Large law firms lagged small firms when it came to the use of the Internet for marketing and after that publishing (particularly blogging) to build authority and business and then SEO for high search rankings.
The problem in the case of many large law firms is that they are lagging again.
Rather than recognizing that AI is changing the game in digital publishing for business development as smaller and more nimble firms are, many large law firms are now chasing SEO, search and analytics. And designing their web strategy around it.
Google AI overviews is causing a huge drop (25% this year per Digiday) in referrals from Google traffic for publishers — included in that is the content marketing of law firms. ChatGPT and Gemini is having the same effect.
For AI, authority—not SEO, website traffic, or analytics—is everything. The lawyers and firms taking deliberate steps to ensure their publishing is recognized and cited as authoritative in AI will again be ahead of many large law firms.

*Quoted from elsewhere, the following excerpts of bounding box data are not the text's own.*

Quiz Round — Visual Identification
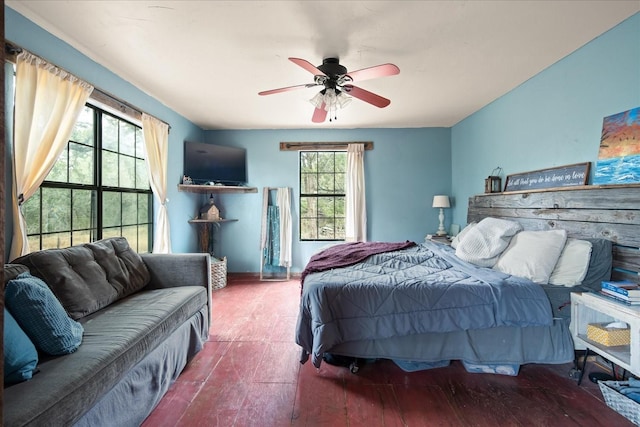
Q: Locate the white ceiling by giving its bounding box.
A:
[5,0,640,129]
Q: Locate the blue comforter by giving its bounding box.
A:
[296,242,552,366]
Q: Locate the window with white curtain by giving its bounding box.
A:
[22,104,153,253]
[299,151,347,240]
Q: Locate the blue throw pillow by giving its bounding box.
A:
[4,308,38,386]
[5,273,84,356]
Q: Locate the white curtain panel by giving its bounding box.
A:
[345,144,367,242]
[142,113,171,254]
[9,51,93,260]
[276,187,293,267]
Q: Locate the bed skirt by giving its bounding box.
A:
[328,318,574,365]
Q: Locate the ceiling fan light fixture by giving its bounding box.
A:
[309,88,352,111]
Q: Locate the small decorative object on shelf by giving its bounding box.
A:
[484,166,502,193]
[433,194,451,236]
[200,194,220,221]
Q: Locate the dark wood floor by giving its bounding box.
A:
[144,277,633,427]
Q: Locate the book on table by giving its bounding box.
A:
[598,289,640,306]
[600,288,640,301]
[601,280,640,297]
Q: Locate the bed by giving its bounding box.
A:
[296,185,640,373]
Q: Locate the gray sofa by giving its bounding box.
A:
[4,238,211,426]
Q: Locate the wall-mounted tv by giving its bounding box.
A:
[184,141,247,185]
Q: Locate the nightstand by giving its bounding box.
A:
[570,292,640,382]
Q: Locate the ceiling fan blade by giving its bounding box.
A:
[311,102,327,123]
[342,85,391,108]
[258,84,316,95]
[347,64,400,82]
[289,58,326,76]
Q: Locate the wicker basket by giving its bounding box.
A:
[598,381,640,426]
[211,257,227,291]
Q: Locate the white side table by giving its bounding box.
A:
[570,292,640,376]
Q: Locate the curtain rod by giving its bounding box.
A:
[4,40,171,131]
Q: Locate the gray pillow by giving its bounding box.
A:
[13,237,150,320]
[541,238,613,319]
[580,238,613,291]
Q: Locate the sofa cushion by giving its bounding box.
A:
[13,237,149,320]
[4,286,207,425]
[4,264,29,286]
[4,308,38,386]
[5,273,83,355]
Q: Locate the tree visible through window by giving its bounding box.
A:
[22,105,153,252]
[300,151,347,240]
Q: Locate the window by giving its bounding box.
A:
[300,151,347,240]
[22,105,153,252]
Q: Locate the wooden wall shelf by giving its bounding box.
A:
[178,184,258,194]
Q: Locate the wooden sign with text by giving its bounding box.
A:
[504,162,591,191]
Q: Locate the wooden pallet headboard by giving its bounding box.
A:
[467,184,640,282]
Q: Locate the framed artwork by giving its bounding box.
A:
[593,107,640,184]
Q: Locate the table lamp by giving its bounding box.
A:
[433,195,451,236]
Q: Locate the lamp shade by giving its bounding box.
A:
[433,195,451,208]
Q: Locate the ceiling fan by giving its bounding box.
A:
[258,58,400,123]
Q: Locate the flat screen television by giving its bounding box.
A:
[184,141,247,185]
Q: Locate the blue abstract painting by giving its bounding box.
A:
[593,107,640,184]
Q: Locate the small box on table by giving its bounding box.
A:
[587,322,631,347]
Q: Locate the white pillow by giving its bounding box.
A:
[456,218,522,267]
[451,222,477,249]
[549,238,593,286]
[493,230,567,284]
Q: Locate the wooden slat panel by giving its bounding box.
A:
[613,246,640,272]
[280,141,373,151]
[470,184,640,210]
[467,184,640,281]
[469,206,640,225]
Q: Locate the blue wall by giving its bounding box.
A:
[5,7,640,272]
[451,14,640,224]
[5,7,451,272]
[200,128,451,272]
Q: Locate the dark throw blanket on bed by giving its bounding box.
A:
[300,240,416,285]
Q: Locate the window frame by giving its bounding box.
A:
[25,99,154,253]
[298,149,347,242]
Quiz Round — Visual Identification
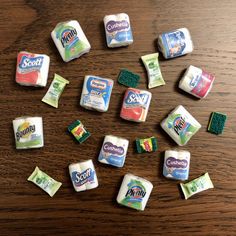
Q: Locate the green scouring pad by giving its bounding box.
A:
[135,137,158,153]
[118,69,140,88]
[207,112,227,135]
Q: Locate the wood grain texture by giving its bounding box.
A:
[0,0,236,236]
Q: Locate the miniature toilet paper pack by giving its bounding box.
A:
[179,65,215,98]
[116,174,153,211]
[80,75,114,112]
[158,28,193,59]
[16,51,50,87]
[51,20,91,62]
[103,13,133,48]
[163,150,190,181]
[161,105,201,146]
[98,135,129,167]
[69,160,98,192]
[12,116,44,149]
[120,88,152,122]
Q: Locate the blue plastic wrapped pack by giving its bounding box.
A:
[80,75,113,112]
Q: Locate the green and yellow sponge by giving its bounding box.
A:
[207,112,227,135]
[118,69,140,88]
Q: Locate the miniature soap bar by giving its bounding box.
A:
[135,137,158,153]
[80,75,113,112]
[51,20,91,62]
[98,135,129,167]
[42,74,69,108]
[68,120,90,143]
[12,116,44,149]
[158,28,193,59]
[120,88,152,122]
[179,66,215,98]
[161,105,201,146]
[28,166,62,197]
[141,53,166,88]
[116,174,153,211]
[207,112,227,135]
[69,160,98,192]
[118,69,140,88]
[163,150,190,181]
[180,173,214,199]
[103,13,133,48]
[16,51,50,87]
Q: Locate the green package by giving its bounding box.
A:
[42,74,69,108]
[141,53,166,88]
[180,173,214,199]
[28,166,62,197]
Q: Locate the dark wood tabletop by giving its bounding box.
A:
[0,0,236,236]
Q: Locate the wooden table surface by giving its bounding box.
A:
[0,0,236,236]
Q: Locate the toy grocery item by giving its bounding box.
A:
[120,88,152,122]
[116,174,153,211]
[98,135,129,167]
[161,105,201,146]
[51,20,91,62]
[80,75,113,112]
[12,116,44,149]
[103,13,133,48]
[158,28,193,59]
[16,51,50,87]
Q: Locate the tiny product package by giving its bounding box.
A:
[69,160,98,192]
[80,75,114,112]
[68,120,91,143]
[42,74,69,108]
[118,69,140,88]
[180,173,214,199]
[116,174,153,211]
[98,135,129,167]
[51,20,91,62]
[163,150,190,181]
[103,13,133,48]
[158,28,193,59]
[28,166,62,197]
[16,51,50,87]
[161,105,201,146]
[179,66,215,98]
[207,112,227,135]
[141,53,166,89]
[135,137,158,153]
[120,88,152,122]
[12,116,44,149]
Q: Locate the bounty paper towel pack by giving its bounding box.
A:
[69,160,98,192]
[80,75,114,112]
[98,135,129,167]
[12,116,44,149]
[103,13,133,48]
[116,174,153,211]
[51,20,91,62]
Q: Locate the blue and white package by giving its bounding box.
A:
[158,28,193,59]
[98,135,129,167]
[80,75,114,112]
[163,150,190,180]
[103,13,133,48]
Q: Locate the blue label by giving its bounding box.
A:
[71,168,95,187]
[161,30,186,58]
[19,55,43,72]
[125,91,149,107]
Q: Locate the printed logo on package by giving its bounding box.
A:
[71,168,95,187]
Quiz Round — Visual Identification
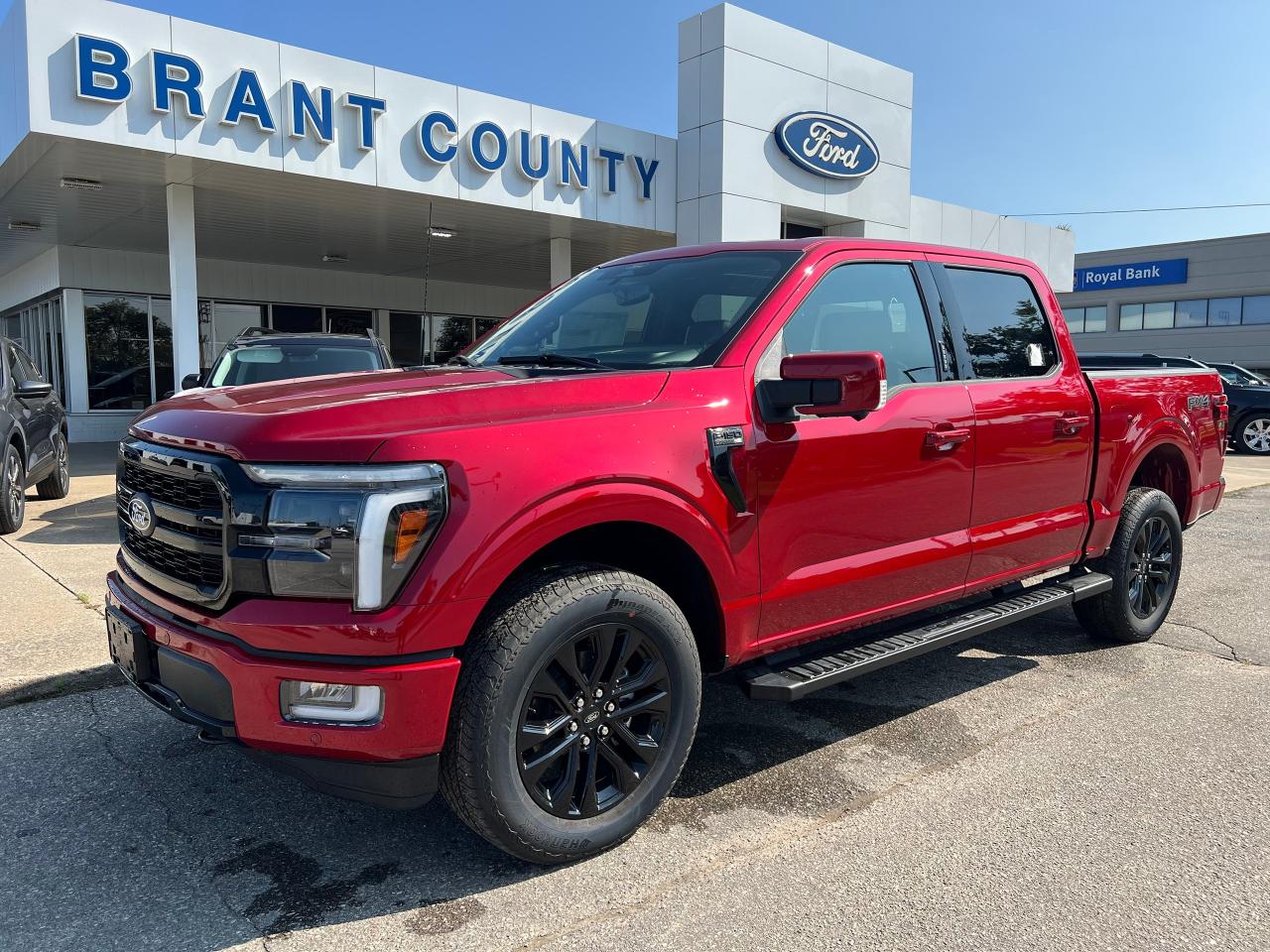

Smaller firms—and some innovative larger ones—are studying the research, listening to trusted authorities, and acting. Meanwhile, many large law firms are repeating the past and lagging behind.
It’s a shame. Lawyers in large firms have the chops to lead in AI authority. Ironically, their firms’ outdated marketing strategies are going to hold them back.
None of us can predict exactly where AI will take legal publishing for business development in a year or more. But the authorities tell is and rthe esearch makes clear one thing is obvious—it’s not moving toward SEO, website traffic, or analytics.